# Using TensorFlow Scripts in SageMaker - Quickstart

Starting with TensorFlow version 1.11, you can use SageMaker's TensorFlow containers to train TensorFlow scripts the same way you would train outside SageMaker. This feature is named **Script Mode**. 

This example uses 
[Multi-layer Recurrent Neural Networks (LSTM, RNN) for character-level language models in Python using Tensorflow](https://github.com/sherjilozair/char-rnn-tensorflow). 
You can use the same technique for other scripts or repositories, including 
[TensorFlow Model Zoo](https://github.com/tensorflow/models) and 
[TensorFlow benchmark scripts](https://github.com/tensorflow/benchmarks/tree/master/scripts/tf_cnn_benchmarks).

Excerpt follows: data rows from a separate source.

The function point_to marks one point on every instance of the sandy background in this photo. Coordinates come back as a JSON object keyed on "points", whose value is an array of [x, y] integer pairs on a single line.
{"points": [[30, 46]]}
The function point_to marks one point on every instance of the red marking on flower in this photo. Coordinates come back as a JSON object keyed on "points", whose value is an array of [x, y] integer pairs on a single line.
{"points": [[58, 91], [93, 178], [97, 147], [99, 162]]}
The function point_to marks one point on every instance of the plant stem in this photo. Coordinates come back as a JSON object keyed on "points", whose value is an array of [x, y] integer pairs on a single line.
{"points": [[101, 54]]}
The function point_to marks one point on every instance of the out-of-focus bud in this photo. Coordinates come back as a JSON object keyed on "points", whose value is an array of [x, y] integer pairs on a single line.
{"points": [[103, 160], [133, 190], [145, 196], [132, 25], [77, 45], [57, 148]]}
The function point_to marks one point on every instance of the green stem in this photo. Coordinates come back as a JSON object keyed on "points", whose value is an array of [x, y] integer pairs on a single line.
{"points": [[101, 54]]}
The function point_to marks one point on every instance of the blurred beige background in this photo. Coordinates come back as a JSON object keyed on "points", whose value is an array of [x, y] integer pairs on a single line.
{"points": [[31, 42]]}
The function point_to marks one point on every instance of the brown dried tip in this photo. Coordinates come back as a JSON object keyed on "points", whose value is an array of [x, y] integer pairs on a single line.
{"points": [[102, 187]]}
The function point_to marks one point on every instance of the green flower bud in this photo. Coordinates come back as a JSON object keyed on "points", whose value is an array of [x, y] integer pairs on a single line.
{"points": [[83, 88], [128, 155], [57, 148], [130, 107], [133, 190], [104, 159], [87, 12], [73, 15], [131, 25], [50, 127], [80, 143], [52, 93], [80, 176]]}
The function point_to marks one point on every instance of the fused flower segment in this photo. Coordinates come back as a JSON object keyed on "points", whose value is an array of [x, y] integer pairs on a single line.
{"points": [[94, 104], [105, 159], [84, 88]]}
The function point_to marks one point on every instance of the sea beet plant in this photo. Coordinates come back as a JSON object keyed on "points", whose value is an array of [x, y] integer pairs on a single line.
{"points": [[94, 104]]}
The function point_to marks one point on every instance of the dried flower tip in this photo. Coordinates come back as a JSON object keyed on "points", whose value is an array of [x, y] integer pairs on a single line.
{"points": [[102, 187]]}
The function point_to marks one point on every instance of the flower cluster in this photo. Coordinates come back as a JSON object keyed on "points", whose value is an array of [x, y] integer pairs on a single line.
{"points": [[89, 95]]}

## Test locally using SageMaker Python SDK TensorFlow Estimator

You can use the SageMaker Python SDK [`TensorFlow`](https://github.com/aws/sagemaker-python-sdk/blob/master/src/sagemaker/tensorflow/README.rst#training-with-tensorflow) estimator to easily train locally and in SageMaker. 

Let's start by setting the training script arguments `--num_epochs` and `--data_dir` as hyperparameters. Remember that we don't need to provide `--model_dir`:

In [1]:
from sagemaker import get_execution_role

role = get_execution_role()

In [5]:
hyperparameters = {'train_steps': 10, 'model_name': 'DeepFM'}

This notebook shows how to use the SageMaker Python SDK to run your code in a local container before deploying to SageMaker's managed training or hosting environments. Just change your estimator's train_instance_type to local or local_gpu. For more information, see: https://github.com/aws/sagemaker-python-sdk#local-mode.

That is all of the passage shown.